The investments from the fund include air pollution control firm Chakr, waterless solar panel cleaning startup Nocca Robotics, cataloguing startup Flatpebble, local discovery and e-commerce platform Little Black Book and data analytics firm Clootrack.
Last year, the fund invested in waterless personal hygiene startup Clensta, fin-tech startup Propelld and farm-to-fork marketplace FarmersFZ.
The Indian Angel Network, which was founded in 2006, has been one of the prominent investors in India's startup ecosystem. It has over 120 portfolio companies across seven countries.
The IAN has struck some key exits including from cloud data backup firm Druva and a recent partial exit from omnichannel women’s fashion brand FabAlley. It has reportedly recorded an overall internal rate of return (IRR) of 32%.

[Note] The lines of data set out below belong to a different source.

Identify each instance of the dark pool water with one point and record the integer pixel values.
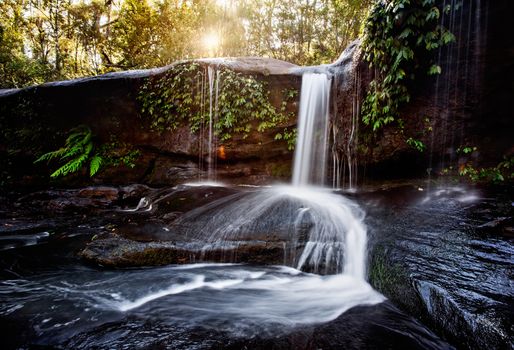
(50, 297)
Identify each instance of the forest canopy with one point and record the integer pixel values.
(46, 40)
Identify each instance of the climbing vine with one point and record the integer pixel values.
(400, 37)
(80, 151)
(241, 103)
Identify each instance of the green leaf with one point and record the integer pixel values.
(94, 165)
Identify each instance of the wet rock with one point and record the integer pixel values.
(99, 192)
(432, 260)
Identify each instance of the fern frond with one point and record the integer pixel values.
(51, 155)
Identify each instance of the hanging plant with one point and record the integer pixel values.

The successful fund close of a seed and early stage fund is good news for startups in India as deal volume has fallen from the highs of the boom year of 2015 even as a bunch of domestic early-stage VC firms have emerged in the market. Still, investors argue that 2015 was a one-off year and they have become more selective in their investments now.
Earlier this year, Sequoia Capital India also marked the final close of its maiden seed fund, giving a fresh impetus to the venture capital firm's sharpened focus on discovering startups at the idea stage.
Domestic early-stage VC firms which are on the road to close their new funds include Blume Ventures, Endiya Partners and India Quotient.